That wasn’t Billy Morrison’s style. Two years later, he graduated from UA and moved back to Selma to work in the laundry and dry-cleaning business for many years.

His son Ken Morrison lives in Selma. An avid and undyingly proud Crimson Tide fan, Morrison reflects with heavy nostalgia on the precious few stories his father told him about Tuscaloosa and his trip out West.

He recalls his father, who was not on scholarship but tried out, couldn’t afford proper shoulder pads. So his mom cut him a head-hole in some padded cloth and sent him out to practice.

Morrison said his father’s experience forever affected how he felt about UA football. As a child, his dad took him to Tuscaloosa and Birmingham where the Tide played their home games.

“Knowing he played and seeing those games, that meant a lot to me,” Morrison said. “We’re proud of it, of course. There’s a lot of nostalgia.”

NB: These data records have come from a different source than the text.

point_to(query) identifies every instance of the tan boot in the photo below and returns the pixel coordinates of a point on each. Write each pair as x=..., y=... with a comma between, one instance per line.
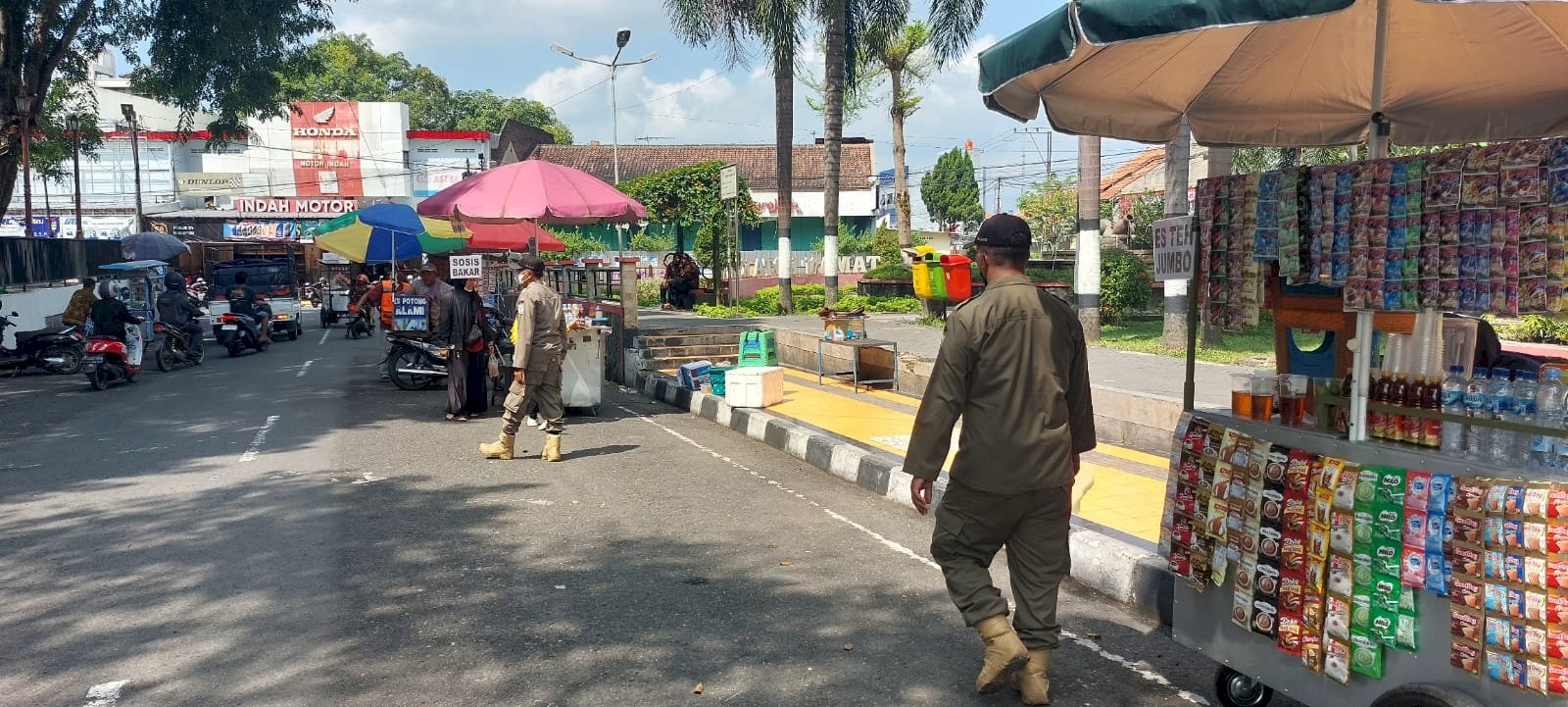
x=501, y=449
x=1004, y=654
x=1032, y=682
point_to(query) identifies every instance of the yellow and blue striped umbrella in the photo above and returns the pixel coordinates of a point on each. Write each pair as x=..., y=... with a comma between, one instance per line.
x=388, y=232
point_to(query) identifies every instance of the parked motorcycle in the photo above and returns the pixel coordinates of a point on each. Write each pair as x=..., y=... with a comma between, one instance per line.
x=176, y=348
x=239, y=332
x=54, y=348
x=107, y=363
x=416, y=364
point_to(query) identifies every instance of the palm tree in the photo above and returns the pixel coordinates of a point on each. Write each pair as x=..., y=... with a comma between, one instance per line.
x=776, y=25
x=846, y=25
x=902, y=55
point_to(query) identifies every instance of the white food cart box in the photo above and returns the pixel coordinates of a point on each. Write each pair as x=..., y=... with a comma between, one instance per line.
x=582, y=374
x=755, y=386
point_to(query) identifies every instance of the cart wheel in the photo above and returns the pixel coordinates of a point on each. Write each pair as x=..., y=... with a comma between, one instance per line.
x=1424, y=695
x=1238, y=690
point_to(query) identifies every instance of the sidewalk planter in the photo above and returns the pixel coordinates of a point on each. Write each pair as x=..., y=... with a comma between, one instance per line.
x=886, y=288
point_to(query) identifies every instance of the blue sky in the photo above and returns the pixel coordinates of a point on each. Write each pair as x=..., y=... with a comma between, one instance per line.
x=689, y=94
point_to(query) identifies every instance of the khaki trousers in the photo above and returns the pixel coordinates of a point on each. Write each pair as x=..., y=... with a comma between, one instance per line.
x=972, y=526
x=543, y=389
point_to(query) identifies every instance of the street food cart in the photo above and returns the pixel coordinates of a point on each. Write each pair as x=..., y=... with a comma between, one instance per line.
x=1366, y=562
x=1390, y=542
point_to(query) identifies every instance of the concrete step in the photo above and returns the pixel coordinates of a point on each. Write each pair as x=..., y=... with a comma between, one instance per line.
x=703, y=350
x=703, y=329
x=670, y=363
x=653, y=342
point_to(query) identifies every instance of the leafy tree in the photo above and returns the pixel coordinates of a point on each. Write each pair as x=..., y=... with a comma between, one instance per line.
x=776, y=26
x=687, y=196
x=486, y=110
x=349, y=68
x=1051, y=211
x=1144, y=211
x=203, y=57
x=647, y=241
x=951, y=193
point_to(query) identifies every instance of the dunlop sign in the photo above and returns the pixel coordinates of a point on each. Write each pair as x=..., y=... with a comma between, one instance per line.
x=1173, y=253
x=209, y=183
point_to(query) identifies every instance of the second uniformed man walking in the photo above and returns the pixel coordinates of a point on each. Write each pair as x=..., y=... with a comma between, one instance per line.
x=540, y=340
x=1015, y=367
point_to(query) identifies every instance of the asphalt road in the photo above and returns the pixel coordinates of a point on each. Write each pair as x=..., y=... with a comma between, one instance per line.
x=286, y=530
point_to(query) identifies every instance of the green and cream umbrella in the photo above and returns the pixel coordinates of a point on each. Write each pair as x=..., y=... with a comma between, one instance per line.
x=1290, y=73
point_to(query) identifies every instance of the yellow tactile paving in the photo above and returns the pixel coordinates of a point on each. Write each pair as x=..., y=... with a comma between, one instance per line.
x=1123, y=500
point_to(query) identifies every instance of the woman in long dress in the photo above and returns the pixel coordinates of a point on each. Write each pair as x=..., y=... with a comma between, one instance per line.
x=463, y=331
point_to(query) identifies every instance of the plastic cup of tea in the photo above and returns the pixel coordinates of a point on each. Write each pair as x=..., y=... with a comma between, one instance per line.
x=1294, y=392
x=1262, y=397
x=1243, y=395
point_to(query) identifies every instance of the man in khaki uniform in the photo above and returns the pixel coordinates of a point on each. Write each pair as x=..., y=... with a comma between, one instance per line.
x=540, y=348
x=1013, y=364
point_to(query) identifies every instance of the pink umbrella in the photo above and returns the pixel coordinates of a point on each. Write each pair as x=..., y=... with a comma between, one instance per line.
x=533, y=190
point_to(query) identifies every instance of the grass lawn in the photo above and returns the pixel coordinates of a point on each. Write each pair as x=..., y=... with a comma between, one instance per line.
x=1250, y=348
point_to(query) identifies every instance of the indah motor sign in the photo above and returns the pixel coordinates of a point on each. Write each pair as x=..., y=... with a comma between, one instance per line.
x=1173, y=257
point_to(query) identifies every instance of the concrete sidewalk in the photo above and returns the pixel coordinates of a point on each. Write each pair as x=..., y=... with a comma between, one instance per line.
x=1137, y=397
x=861, y=437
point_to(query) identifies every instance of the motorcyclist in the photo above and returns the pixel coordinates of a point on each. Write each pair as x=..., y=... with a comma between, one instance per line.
x=176, y=309
x=243, y=300
x=110, y=316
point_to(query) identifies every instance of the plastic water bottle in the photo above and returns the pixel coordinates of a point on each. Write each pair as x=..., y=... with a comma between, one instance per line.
x=1454, y=405
x=1525, y=389
x=1499, y=402
x=1478, y=394
x=1548, y=414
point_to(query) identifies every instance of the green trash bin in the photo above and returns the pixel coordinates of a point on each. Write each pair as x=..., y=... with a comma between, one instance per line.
x=758, y=348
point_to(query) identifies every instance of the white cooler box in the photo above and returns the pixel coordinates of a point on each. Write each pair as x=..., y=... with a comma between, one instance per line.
x=755, y=386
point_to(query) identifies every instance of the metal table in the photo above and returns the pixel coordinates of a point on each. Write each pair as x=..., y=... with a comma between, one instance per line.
x=855, y=361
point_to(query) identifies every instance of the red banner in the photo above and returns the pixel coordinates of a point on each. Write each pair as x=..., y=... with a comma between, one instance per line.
x=325, y=141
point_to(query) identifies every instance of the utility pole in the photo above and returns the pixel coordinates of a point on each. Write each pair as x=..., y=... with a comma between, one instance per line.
x=135, y=154
x=621, y=36
x=74, y=125
x=1220, y=160
x=24, y=105
x=1178, y=160
x=1086, y=270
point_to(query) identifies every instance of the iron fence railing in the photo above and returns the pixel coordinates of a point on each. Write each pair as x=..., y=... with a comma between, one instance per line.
x=43, y=261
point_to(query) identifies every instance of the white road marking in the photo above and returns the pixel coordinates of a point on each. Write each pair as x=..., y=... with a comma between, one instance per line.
x=106, y=695
x=1141, y=668
x=261, y=436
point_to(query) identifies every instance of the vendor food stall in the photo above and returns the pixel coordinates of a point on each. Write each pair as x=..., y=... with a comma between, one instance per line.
x=1437, y=552
x=1376, y=562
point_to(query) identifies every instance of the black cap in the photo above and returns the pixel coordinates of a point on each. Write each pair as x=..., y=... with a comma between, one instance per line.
x=532, y=262
x=1004, y=230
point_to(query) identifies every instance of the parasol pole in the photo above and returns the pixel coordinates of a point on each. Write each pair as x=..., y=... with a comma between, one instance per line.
x=1377, y=148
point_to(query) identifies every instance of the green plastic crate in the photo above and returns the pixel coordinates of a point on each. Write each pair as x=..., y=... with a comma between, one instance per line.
x=715, y=379
x=758, y=348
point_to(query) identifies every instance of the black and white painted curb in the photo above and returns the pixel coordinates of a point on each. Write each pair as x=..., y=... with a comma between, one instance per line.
x=1104, y=560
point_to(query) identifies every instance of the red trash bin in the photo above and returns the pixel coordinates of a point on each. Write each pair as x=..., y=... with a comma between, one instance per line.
x=956, y=275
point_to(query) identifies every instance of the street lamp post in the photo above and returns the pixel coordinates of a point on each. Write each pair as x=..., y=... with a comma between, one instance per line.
x=621, y=36
x=24, y=105
x=74, y=125
x=135, y=154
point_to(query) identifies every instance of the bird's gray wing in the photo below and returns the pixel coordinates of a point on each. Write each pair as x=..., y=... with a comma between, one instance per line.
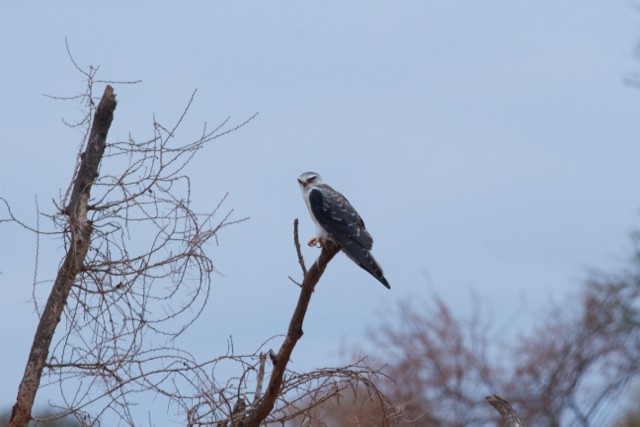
x=343, y=224
x=336, y=215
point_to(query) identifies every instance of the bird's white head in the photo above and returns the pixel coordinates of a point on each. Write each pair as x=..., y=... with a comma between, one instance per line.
x=308, y=180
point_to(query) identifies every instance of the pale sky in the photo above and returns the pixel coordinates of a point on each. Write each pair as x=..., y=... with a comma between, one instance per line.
x=491, y=147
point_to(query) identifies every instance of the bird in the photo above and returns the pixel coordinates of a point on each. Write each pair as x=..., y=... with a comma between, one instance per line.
x=337, y=220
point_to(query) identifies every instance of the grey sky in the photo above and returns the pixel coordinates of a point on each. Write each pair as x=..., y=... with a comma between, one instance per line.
x=489, y=146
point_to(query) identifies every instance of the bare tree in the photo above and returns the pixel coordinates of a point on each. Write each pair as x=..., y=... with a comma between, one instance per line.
x=136, y=272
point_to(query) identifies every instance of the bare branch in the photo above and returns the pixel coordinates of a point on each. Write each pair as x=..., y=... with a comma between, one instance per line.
x=294, y=333
x=80, y=237
x=509, y=415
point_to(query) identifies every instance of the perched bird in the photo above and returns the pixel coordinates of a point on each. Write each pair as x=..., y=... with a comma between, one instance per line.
x=338, y=221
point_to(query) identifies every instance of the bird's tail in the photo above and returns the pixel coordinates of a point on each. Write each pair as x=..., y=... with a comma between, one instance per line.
x=365, y=260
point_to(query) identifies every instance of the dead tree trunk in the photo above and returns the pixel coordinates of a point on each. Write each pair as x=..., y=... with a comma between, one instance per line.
x=79, y=233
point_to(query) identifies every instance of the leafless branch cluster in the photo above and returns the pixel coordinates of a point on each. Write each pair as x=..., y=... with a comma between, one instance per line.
x=567, y=371
x=136, y=274
x=143, y=276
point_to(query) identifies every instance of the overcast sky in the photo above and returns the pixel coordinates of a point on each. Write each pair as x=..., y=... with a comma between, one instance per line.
x=491, y=147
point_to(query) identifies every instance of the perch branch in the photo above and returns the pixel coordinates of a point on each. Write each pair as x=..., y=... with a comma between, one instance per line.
x=259, y=412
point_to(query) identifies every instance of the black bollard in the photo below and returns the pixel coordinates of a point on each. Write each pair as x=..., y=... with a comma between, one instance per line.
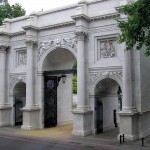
x=120, y=139
x=123, y=137
x=142, y=141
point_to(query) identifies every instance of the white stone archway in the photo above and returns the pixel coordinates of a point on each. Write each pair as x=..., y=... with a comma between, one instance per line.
x=95, y=78
x=46, y=63
x=14, y=79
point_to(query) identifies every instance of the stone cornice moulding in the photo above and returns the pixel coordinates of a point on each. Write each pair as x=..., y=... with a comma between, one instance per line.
x=31, y=43
x=4, y=48
x=30, y=27
x=81, y=17
x=58, y=25
x=18, y=33
x=105, y=16
x=113, y=68
x=4, y=33
x=81, y=36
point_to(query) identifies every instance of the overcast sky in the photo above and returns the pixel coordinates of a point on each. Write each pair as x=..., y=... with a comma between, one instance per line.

On Thursday, the Crimson Tide will repeat the process Billy Morrison, Wallace Wade and several others began in the mid-1920s. For those boys, that trip was quite an eye-opener, Ken said. After all, aside from a couple games in Georgia or Mississippi, his dad never left the state. California was a different animal altogether, and the young fullback was awestruck.

Ken, 68, will be there to honor his father and pull his team through as they battle the Texas Longhorns, who brought a title home from that same building only 4 years ago.

“I wouldn’t be going to this game if my daddy didn’t play in the Rose Bowl,” Morrison said. “I’ve been looking forward to seeing some of the sights he saw.”

Tomorrow, he’ll venture out to support his team. A graduate of UA in 1962 (and Parrish High School in Selma), Morrison misses those college days like any other red-blooded person might. His sister Tay Long also graduated from there.

“I loved everything at that age,” he said, laughing. “What’s not to love about being in college?”

He retired many years after taking over his father’s laundry business and owns some farmland where he hunts some turkey and plays a little golf when he has the time.

Thursday’s game will be Morrison’s first in years. Hopefully Alabama will fare just as well on the scoreboard but perhaps better in the realm of injury and moral victories. His last visit to Bryant-Denny saw 2005’s trouncing of Urban Meyer’s Florida Gators 31-3 but the tragic leg-break suffered by spectacular wide receiver Tyrone Prothro.

As for this team under coach Nick Saban, Morrison is pleased with what he sees, and his dad, who passed away in 1964, certainly would be as well.

“I think we’ve got a great team,” he said. “I think my dad would love this team under coach Saban, no doubt about it, especially that hardnosed way they play. They’ve also got good discipline under him.”

As for a prediction, Ken thinks the team will do fine. A victory surely would serve as a healthy bookend to his father’s 1926 victory that cast a favorable spotlight on UA.

He’ll walk into that stadium Thursday night and see the bright lights beaming off of those crimson helmets, a far cry from the leather ones his father donned 83 years ago, back when the Tide started rolling.